Konstantinos Moungos, "Optimal operation of interconnected microgrids", Diploma Work, School of Electrical and Computer Engineering, Technical University of Crete, Chania, Greece, 2023
https://doi.org/10.26233/heallink.tuc.97354
In response to rising energy consumption and its adverse environmental impact, there is an urgent demand for innovative technologies in intelligent energy management systems. The integration of Renewable Energy Sources into power systems is crucial for achieving short-term reduction in greenhouse gas emissions and long-term elimination. However, this integration presents challenges, particularly with distributed generation, introducing complexities and technical obstacles. This work develops advanced fully parametric systems to optimize energy management within complex Microgrids. It also enables Microgrids to participate in Peer-to-Peer energy markets with their neighbors, enhancing resilience and offering financial benefits by leveraging diverse profiles of non-controllable energy sources based on individual Microgrid locations. The study examines various energy systems, ranging from residential buildings to extensive Plug-In Electric Vehicle parking facilities, and develops models for system components, including thermal and electrical building loads. Critical and non-critical loads are separately addressed in this work. Additionally, a dynamic equivalent aggregate battery model is created for Plug-In Electric Vehicle clusters in Microgrid parking lots.

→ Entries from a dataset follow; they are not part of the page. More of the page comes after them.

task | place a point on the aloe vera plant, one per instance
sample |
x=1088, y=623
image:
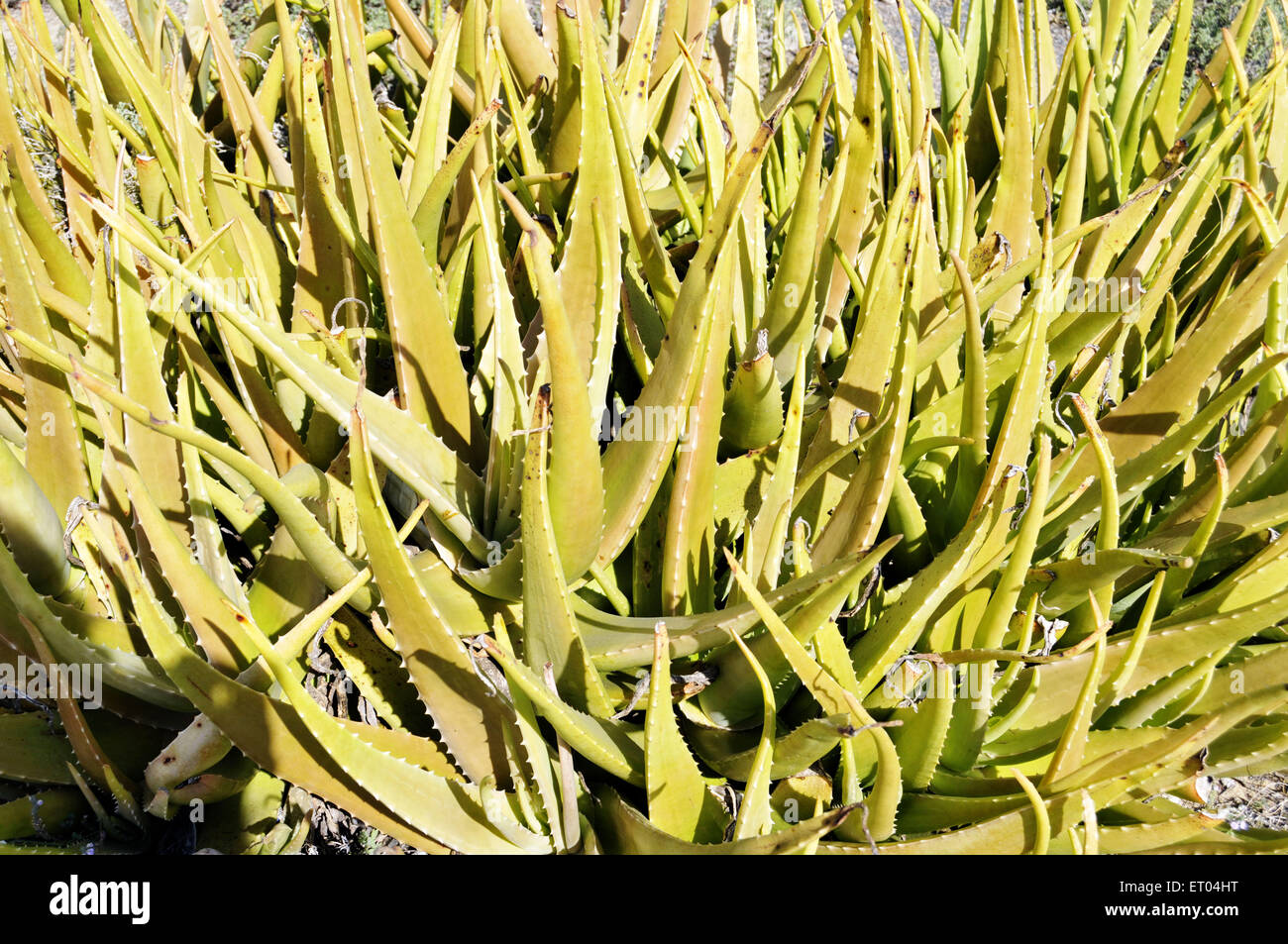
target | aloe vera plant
x=677, y=449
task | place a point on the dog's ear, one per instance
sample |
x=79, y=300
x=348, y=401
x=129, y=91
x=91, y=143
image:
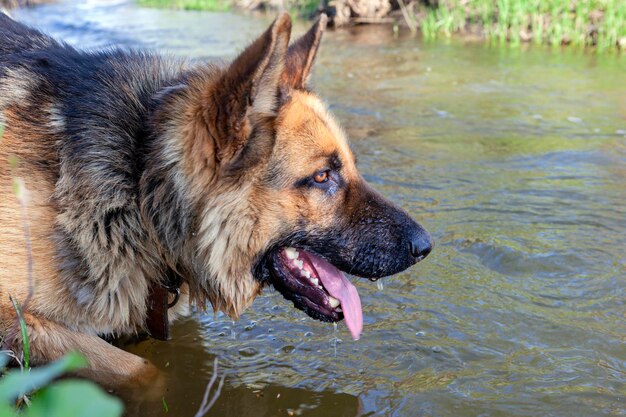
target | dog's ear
x=301, y=55
x=247, y=95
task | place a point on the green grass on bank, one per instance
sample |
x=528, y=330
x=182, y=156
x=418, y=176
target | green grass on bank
x=207, y=5
x=600, y=23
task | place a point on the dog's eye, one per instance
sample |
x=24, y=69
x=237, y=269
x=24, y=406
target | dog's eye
x=321, y=177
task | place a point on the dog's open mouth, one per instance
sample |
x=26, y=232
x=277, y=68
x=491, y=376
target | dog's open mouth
x=317, y=287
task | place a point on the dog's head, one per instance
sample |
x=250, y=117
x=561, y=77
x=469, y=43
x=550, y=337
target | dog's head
x=274, y=190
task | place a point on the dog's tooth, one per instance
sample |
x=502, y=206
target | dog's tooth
x=291, y=253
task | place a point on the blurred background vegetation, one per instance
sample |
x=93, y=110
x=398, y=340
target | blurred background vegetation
x=599, y=23
x=584, y=23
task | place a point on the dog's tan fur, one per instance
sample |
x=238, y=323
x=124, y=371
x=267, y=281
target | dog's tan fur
x=221, y=154
x=56, y=321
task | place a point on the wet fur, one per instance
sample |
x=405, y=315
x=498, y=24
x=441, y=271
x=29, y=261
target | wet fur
x=137, y=166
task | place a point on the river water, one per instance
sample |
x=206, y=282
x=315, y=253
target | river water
x=514, y=159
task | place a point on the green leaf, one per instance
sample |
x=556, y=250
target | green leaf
x=73, y=398
x=7, y=411
x=16, y=383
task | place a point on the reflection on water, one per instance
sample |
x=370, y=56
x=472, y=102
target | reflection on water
x=514, y=160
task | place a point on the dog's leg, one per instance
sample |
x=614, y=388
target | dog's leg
x=108, y=365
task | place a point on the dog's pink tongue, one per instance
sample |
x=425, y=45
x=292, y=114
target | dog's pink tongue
x=339, y=287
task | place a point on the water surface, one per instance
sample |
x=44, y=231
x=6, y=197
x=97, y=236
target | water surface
x=514, y=159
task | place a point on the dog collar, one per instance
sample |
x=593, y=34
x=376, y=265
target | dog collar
x=157, y=321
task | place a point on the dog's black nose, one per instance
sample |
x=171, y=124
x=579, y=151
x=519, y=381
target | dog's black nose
x=421, y=245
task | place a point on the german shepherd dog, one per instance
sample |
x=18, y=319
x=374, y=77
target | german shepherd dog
x=144, y=175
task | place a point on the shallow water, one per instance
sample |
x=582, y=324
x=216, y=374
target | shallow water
x=514, y=159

This research presents a comprehensive framework for Energy Management Systems within interconnected Microgrids, reconciling two strategies: Microgrid energy management and participation in the Peer-to-Peer Electricity Market. With this approach, each Microgrid consistently adapts its operations based on market dynamics, aligning actions with financial objectives and operational efficiency. A significant advantage of this thesis is that during participation in the Peer-to-Peer market, each Microgrid shares only information about power quantity and the offered price it is willing to trade, preserving internal information. Furthermore, market participation is achieved through non-cooperative game theory, supporting the idea that each Microgrid can have its distinct objectives. This flexibility is vital in liberalized markets where Microgrids may belong to different companies with unique objectives.